TELUS Corp. has capped what its CEO is calling an "exceptional year" with an almost 23 per cent increase in fourth-quarter profit, and it expects to meet its financial goals in 2013.
Net earnings were $291 million, or 89 cents per share, in the three months ending Dec. 31, Telus said Friday.
"Our company is positioned well to achieve our 2013 financial targets and continue to advance our national growth strategy," chief executive Darren Entwistle told analysts on a conference call.
"We firmly believe that Telus will continue to build on this extraordinary momentum in 2013 and beyond," he said.
Entwistle said he would update shareholders at Telus's annual meeting in May on its dividend and share buyback plans.
The Vancouver-based provider of wireless, Internet and television services and home-phone services said its profit was $237 million, or 76 cents per share, in the same quarter of 2011. Both periods included favourable tax-related adjustments of $10 million.
Earnings per share on an adjusted basis were 86 cents in the quarter, missing the average estimate of analysts compiled by Thomson Reuters by a penny per share.
Revenue rose to $2.85 billion from $2.69 billion.
In its wireless division, Telus had 123,000 net postpaid wireless customers, down 17 per cent from the same quarter in 2011.
Wireless revenues increased by $109 million or 7.7 per cent to more than $1.5 billion in the fourth quarter of 2012, compared to the same period a year ago.
Data revenue, which makes up 41 per cent of wireless network revenue, increased by $104 million or 22 per cent to $570 million.

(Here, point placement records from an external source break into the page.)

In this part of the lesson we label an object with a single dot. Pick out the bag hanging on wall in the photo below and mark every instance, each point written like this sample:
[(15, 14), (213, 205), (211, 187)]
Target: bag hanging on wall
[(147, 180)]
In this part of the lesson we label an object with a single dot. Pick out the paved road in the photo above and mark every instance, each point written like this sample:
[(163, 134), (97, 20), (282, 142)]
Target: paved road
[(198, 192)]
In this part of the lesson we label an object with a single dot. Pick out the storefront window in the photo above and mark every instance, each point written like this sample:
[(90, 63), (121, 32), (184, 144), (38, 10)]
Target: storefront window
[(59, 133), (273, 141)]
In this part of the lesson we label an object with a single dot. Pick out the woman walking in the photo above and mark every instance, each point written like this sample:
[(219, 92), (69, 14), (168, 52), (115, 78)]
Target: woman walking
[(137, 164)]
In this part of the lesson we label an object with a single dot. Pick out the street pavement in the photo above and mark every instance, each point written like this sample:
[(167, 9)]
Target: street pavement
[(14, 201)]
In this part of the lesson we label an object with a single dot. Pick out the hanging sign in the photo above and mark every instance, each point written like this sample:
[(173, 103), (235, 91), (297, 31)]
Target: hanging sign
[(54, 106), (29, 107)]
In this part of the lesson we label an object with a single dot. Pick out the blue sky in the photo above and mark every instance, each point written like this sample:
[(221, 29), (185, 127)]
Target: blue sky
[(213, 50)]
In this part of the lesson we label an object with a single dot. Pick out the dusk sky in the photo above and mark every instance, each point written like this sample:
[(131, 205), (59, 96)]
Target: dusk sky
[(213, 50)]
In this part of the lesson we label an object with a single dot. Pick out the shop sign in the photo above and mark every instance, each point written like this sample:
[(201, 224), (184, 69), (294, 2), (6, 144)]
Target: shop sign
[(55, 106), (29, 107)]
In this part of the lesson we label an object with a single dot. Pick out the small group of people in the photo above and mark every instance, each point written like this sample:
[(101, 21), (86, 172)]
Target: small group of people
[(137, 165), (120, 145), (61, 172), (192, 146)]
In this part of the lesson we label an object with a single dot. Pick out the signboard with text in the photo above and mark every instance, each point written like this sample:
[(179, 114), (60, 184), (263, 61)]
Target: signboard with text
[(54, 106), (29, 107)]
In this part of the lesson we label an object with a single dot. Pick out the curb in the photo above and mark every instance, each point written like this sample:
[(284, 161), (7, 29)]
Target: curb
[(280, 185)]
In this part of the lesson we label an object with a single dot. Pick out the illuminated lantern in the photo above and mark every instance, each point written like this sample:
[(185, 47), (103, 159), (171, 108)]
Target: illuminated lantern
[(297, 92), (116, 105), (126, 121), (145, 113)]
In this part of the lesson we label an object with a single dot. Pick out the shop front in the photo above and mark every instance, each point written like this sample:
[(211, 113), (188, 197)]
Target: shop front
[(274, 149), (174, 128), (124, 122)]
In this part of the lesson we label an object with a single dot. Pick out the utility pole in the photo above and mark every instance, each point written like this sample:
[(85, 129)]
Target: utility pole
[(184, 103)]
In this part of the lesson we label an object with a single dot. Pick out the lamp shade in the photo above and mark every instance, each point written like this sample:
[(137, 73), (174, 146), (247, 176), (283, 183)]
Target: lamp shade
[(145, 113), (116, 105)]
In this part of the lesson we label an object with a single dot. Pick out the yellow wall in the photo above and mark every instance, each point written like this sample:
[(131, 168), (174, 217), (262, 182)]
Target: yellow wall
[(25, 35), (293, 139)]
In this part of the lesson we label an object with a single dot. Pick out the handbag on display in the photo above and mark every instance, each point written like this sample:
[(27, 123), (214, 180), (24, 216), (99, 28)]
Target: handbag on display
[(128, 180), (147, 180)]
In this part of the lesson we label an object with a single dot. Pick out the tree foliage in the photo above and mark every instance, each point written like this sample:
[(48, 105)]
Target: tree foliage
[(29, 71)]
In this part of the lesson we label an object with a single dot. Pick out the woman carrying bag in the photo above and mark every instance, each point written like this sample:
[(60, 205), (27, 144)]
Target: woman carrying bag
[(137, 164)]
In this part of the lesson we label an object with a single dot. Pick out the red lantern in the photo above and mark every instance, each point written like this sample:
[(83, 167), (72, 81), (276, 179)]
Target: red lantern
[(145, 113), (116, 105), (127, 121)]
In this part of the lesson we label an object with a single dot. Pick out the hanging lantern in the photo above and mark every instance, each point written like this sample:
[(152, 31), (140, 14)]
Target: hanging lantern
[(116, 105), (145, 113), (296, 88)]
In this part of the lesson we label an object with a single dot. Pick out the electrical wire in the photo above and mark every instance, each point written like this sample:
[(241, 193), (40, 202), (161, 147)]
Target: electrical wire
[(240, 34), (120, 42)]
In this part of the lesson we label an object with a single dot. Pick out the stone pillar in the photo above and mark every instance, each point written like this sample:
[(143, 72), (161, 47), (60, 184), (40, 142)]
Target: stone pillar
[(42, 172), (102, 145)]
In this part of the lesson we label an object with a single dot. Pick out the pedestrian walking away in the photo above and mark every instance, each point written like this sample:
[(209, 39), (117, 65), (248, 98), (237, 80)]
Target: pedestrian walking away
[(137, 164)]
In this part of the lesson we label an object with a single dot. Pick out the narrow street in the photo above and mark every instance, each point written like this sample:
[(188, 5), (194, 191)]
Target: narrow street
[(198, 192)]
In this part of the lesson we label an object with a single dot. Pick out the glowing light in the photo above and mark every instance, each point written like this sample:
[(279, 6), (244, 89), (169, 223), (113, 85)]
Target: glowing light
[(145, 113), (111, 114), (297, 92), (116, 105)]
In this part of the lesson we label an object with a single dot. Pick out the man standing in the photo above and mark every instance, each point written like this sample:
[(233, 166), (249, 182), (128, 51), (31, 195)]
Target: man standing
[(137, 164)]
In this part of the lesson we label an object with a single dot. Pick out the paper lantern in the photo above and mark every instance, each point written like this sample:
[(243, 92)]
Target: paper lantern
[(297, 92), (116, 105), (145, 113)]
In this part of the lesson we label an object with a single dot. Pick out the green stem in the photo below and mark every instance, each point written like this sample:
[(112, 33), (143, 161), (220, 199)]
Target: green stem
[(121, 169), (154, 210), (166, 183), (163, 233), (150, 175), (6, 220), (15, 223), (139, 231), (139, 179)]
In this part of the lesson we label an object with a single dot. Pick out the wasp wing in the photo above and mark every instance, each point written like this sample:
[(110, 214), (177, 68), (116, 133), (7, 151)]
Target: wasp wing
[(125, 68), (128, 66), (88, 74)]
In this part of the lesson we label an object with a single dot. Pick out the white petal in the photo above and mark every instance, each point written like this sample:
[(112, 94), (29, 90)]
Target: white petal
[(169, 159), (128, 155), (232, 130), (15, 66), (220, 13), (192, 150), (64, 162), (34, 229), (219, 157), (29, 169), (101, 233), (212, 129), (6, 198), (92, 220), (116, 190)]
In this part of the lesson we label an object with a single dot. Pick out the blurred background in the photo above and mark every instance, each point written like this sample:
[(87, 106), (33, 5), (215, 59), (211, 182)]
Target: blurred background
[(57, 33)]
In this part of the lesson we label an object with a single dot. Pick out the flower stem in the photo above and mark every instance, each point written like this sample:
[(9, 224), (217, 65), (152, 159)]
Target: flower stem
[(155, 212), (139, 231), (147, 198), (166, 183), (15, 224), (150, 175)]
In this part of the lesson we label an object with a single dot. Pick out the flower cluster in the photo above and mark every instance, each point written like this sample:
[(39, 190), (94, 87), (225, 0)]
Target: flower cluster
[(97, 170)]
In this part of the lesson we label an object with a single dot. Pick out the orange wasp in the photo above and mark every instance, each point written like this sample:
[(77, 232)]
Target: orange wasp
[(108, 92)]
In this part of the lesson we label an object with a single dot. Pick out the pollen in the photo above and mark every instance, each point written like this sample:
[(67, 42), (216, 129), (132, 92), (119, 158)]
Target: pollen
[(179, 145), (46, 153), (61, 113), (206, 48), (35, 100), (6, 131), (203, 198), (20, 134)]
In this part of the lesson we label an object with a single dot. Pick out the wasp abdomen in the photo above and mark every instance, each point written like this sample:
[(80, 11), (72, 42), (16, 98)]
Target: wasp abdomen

The company added 41,000 new TV subscribers and 23,000 high-speed Internet customers, partially offset by losses of prepaid wireless customers, phone lines and dial-up Internet.
The company's wireless subscriber base of 7.7 million was up 4.5 per cent year over year, the Telus TV subscriber base of 678,000 was up 33 per cent and the number of high-speed Internet customers was up nearly seven per cent to 1.3 million.